Mistake: Running one charged move in PvP
Fix: Unlock the second move on your core PvP picks. Consistency improves immediately.
Mistake: Building a raid attacker with non-STAB moves
Fix: In raids, prioritize STAB for your main damage type unless you have a specific reason (like energy pacing) to do otherwise.
Mistake: Spending Elite TMs on low-impact upgrades
Fix: Save Elite TMs for moves that define a Pokémon’s value (signature nukes, meta PvP coverage, best-in-type upgrades).
Mistake: Powering up first, then realizing moves are wrong
Fix: Moves first, always.
BoostRoom: Get the Best Movesets Without Guessing
If you want “strongest Pokémon” results without hours of trial and error, BoostRoom helps you build with purpose.
What BoostRoom helps you do
Bold line: Turn your collection into battle-ready teams.
- Identify the best moveset for your exact goal (raids, PvP, Rocket)

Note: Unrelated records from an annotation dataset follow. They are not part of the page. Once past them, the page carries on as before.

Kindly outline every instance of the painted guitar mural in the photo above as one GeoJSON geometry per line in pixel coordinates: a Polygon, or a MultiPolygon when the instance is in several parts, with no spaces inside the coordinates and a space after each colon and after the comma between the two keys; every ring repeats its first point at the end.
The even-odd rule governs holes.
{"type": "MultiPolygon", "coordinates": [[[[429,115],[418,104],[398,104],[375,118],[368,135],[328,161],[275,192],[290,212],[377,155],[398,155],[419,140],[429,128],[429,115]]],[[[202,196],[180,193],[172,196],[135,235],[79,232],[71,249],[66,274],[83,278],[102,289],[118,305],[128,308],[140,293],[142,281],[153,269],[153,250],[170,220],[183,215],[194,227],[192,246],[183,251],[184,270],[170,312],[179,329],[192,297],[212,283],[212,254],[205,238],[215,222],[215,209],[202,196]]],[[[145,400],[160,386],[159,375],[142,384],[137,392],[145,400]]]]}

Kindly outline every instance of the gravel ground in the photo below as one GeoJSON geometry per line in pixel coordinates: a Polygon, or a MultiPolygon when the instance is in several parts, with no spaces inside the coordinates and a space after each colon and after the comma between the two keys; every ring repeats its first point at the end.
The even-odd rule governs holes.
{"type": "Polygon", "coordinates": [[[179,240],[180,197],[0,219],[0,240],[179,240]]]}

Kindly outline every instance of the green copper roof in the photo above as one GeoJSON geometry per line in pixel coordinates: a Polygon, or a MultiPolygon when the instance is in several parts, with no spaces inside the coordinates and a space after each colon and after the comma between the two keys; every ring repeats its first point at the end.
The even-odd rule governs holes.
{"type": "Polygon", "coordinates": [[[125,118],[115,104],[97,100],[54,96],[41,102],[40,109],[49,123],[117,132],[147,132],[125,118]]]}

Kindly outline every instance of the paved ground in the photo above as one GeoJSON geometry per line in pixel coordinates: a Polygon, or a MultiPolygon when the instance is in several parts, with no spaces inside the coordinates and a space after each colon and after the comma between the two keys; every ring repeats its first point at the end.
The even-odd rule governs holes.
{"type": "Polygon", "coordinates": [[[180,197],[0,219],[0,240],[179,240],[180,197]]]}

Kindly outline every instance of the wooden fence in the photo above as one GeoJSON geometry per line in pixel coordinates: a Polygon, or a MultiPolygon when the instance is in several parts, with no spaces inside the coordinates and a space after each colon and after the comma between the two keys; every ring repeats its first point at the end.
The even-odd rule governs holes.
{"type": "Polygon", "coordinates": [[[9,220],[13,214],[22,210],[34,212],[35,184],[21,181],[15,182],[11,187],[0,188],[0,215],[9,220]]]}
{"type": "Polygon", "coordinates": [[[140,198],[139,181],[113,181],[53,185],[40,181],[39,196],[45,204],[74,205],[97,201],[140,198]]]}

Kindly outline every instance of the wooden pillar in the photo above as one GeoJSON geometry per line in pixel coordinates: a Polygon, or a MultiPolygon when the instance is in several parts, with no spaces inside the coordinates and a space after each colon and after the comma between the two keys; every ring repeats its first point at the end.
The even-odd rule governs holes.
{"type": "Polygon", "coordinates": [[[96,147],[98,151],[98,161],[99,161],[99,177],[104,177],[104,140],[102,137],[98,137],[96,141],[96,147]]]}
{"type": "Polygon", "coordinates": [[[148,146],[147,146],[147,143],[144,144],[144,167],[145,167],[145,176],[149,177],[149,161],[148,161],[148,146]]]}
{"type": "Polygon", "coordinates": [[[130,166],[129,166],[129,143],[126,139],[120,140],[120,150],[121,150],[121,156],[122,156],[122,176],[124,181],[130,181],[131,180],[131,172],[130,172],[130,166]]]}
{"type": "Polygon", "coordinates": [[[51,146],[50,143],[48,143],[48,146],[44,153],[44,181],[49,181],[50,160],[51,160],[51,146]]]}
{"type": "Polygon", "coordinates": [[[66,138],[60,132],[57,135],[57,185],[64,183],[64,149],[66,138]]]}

- Build type-based raid teams with the right moves and roles
- Choose which exclusive moves are actually worth an Elite TM
- Create an upgrade path so you build strong teams now and improve them later
- Avoid Stardust traps by investing only where it changes outcomes
If you want your Pokémon to feel instantly stronger, the fastest upgrade is almost always a smarter moveset plan.
FAQ
What matters more: IVs or movesets?
Movesets usually matter more than IVs for real performance. A Pokémon with the correct moves will outperform a better-IV Pokémon with the wrong moves in most situations.
How do I know the best moveset for a Pokémon?
Start with your goal (raids, PvP, Rocket), then choose the fast move that supports that goal, then pick charged moves that provide either pure damage (PvE) or pressure + coverage (PvP).
Should I always unlock a second charged move?
For PvP, yes—most Pokémon need it. For raids, it depends on whether you want multi-role flexibility or coverage without rebuilding.
When should I use an Elite TM?
Use an Elite TM when it unlocks an exclusive move that changes the Pokémon’s tier or role (best-in-type raid move, core PvP coverage, signature move that defines value).
Why does my Pokémon feel weak even at high CP?
Usually because the fast move generates energy poorly, the charged move is inefficient, or the move types don’t match the job you’re using it for.